As I put my plans of graduate studies, and living abroad on hold, I am trying to apply the same lesson I learned here. To decide not to waste energy on discouragement or resisting reality. Instead accept it as a necessary part of the process, embody grace and peace, and be inventive and endlessly flexible.

Maybe this delay is reminding me that it’s the journey and not the destination that counts? Keatsway, how do you handle delays?

Yours with best wishes,



The Time I Kill


Dear Brightstar,

I  treasured your last letter Brighstar because it I know you are under a great deal of pressure. My own letter is written in response to your description of suffocating moments when you feel the weight of making decisions. It is  a few simple thoughts on how we judge our lives through hours but I hope it provides some stillness.

Time worries me constantly.
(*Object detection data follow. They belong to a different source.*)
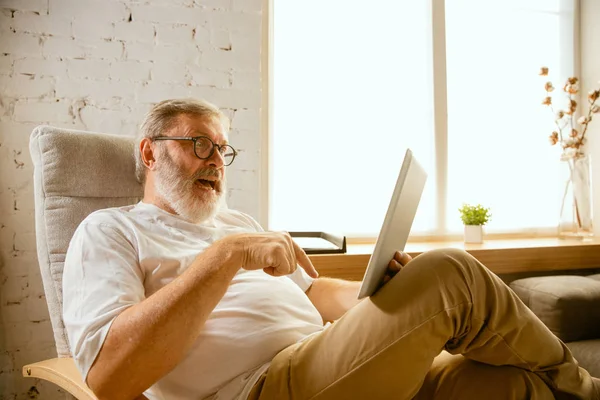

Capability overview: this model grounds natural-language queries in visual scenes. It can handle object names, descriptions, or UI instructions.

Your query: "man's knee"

[408,248,484,273]
[415,352,553,400]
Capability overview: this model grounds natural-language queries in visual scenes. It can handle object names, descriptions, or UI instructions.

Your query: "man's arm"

[87,233,317,400]
[87,238,239,400]
[306,251,412,322]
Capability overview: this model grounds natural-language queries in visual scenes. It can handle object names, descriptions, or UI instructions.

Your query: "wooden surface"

[310,238,600,280]
[23,357,98,400]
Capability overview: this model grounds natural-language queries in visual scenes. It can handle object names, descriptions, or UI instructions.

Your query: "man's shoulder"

[217,208,264,232]
[81,204,135,228]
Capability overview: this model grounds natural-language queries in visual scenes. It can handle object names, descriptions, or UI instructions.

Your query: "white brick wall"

[0,0,262,399]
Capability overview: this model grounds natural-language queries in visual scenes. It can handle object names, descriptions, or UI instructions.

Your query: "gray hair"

[134,98,229,184]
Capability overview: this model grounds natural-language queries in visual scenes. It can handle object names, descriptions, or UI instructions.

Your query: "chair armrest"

[23,357,98,400]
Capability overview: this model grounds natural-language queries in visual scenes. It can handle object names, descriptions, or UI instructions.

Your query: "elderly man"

[63,99,598,400]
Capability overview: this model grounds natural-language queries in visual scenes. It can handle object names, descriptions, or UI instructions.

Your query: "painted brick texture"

[0,0,262,399]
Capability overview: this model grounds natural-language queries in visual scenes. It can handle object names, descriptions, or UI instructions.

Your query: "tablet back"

[358,149,427,299]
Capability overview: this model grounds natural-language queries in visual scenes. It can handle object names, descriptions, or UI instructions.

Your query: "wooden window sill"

[310,238,600,280]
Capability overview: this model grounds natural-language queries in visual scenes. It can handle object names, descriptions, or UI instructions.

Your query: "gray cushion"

[29,126,142,357]
[567,339,600,378]
[510,275,600,342]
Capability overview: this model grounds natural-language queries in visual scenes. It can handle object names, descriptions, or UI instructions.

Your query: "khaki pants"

[249,249,594,400]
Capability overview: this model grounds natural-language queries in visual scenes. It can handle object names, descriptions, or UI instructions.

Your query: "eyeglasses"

[152,136,237,166]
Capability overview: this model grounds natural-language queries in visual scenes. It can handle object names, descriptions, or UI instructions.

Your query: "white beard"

[154,149,225,224]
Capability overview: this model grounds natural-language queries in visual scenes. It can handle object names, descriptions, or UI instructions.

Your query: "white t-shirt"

[63,202,324,400]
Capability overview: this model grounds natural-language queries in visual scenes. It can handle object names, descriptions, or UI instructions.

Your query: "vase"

[465,225,483,243]
[558,154,594,239]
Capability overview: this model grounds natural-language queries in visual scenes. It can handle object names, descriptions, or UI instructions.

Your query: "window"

[268,0,575,237]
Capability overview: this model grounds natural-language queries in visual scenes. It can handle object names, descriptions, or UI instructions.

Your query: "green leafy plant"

[458,204,492,225]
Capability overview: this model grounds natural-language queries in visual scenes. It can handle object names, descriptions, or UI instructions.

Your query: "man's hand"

[236,232,319,278]
[382,251,412,285]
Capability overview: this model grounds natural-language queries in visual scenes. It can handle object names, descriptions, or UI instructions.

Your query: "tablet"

[358,149,427,299]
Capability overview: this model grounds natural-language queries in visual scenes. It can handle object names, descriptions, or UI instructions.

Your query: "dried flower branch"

[539,67,600,158]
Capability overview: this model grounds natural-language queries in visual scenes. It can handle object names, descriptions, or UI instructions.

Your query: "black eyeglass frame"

[152,136,238,167]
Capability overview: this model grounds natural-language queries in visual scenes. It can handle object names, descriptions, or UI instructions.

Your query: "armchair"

[23,126,143,400]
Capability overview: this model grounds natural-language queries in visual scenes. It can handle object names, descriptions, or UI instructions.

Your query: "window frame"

[258,0,583,243]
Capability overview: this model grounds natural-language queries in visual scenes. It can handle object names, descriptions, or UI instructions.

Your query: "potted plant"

[458,204,492,243]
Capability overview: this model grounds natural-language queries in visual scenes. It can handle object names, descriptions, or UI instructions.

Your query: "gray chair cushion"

[510,275,600,342]
[567,339,600,378]
[29,126,143,357]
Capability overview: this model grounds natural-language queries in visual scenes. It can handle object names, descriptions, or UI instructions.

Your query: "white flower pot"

[465,225,483,243]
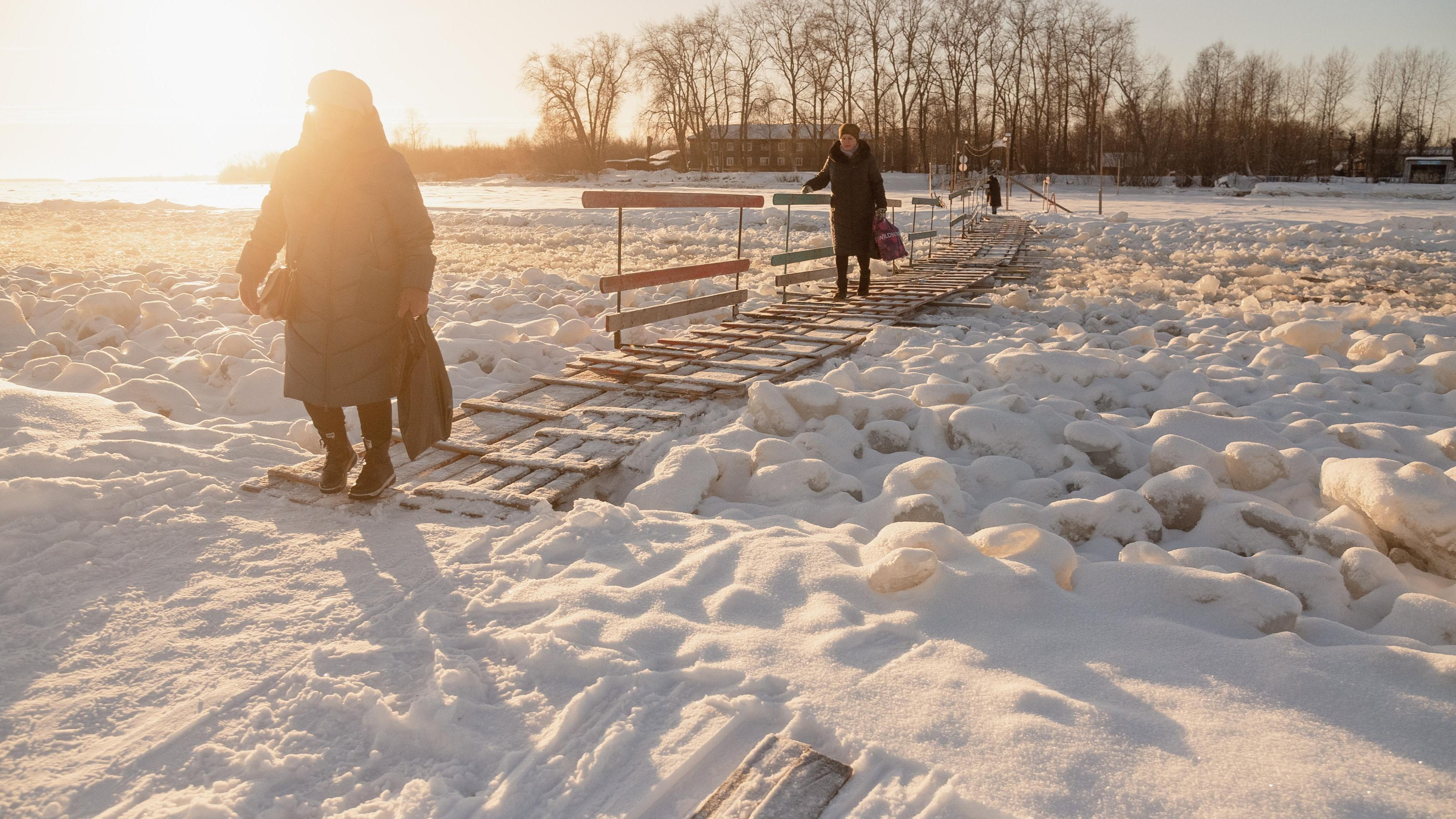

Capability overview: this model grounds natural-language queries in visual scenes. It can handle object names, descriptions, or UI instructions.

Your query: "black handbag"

[258,264,294,321]
[399,316,454,460]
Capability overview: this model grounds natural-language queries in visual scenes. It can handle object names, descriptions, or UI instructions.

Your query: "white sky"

[0,0,1456,179]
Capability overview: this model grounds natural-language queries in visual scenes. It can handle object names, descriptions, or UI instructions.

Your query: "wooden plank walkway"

[242,216,1038,518]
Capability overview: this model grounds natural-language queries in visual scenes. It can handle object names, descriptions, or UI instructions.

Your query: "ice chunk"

[555,319,591,347]
[949,406,1069,475]
[865,420,910,455]
[1249,554,1350,622]
[627,446,718,511]
[1147,434,1230,487]
[868,547,940,595]
[1271,319,1344,355]
[1138,466,1219,532]
[1117,541,1178,565]
[1041,490,1163,544]
[1319,458,1456,578]
[1340,547,1405,599]
[0,293,36,353]
[1223,440,1289,493]
[744,380,804,436]
[216,332,258,359]
[971,523,1078,592]
[45,361,111,392]
[1370,592,1456,645]
[100,377,202,424]
[1076,559,1300,638]
[780,380,839,420]
[76,290,141,326]
[748,458,865,506]
[910,383,974,406]
[1421,350,1456,389]
[224,367,284,415]
[751,439,807,471]
[865,522,980,560]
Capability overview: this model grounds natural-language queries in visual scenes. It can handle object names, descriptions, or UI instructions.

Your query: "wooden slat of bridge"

[242,216,1034,518]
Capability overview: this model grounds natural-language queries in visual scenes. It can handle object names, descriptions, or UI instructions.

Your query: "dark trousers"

[303,399,395,446]
[834,254,869,294]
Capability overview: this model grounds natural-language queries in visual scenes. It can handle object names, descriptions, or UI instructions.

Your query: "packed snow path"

[242,216,1035,518]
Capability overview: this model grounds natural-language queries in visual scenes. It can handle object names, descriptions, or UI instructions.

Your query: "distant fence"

There seem to be some many things I am waiting to do with my life. Projects and discoveries I am seeking to fit into my youth so I am prepared for the future. And a chorus of questions to accompany me. Am I working hard enough now to achieve everything I want to in life? Am I missing good hours here and now while I struggle for the future? How much is too much and at which point does worrying get redundant.

I know I am happier if not happy and better then I was a year ago (and a year before that). I am ageing and it is within the realm of possibility that with age I am getting somewhere. But its never so easy to convince oneself that we are spending our time well.

The time I kill is killing me. – Mason Cooley

The title of this page comes from a quote I keep above my desk (ostensibly to motivate my work). Thinking about hours as wasted can inspire us to action but I wonder more and more whether the stress and tension this mentality fosters makes me less productive overall. Downtime or “wasted time” seems to soothe me in a way I can’t do any other way. The less I rush myself the more I know and like myself.

We choose how we measure our time and then we judge these hours expecting it to be an appraisal of the trajectory of our lives. The divides we create, measured by these hours, are artificial but are strongly felt.

The truth is that time is probably exactly what we make it to be whether we choose friend, foe, companion or muse. When I tell myself I am behind time I am merely setting myself up to judge myself harshly. I wonder what I could have done in the past years with a different mantra.

So Brightstar, I leave you with all my love and support from across the ocean. I suggest you guard how you think about the issues you are in the midst of and watch how you perceive the hours in your life. How you choose to approach these questions may just determine how you feel forced to live.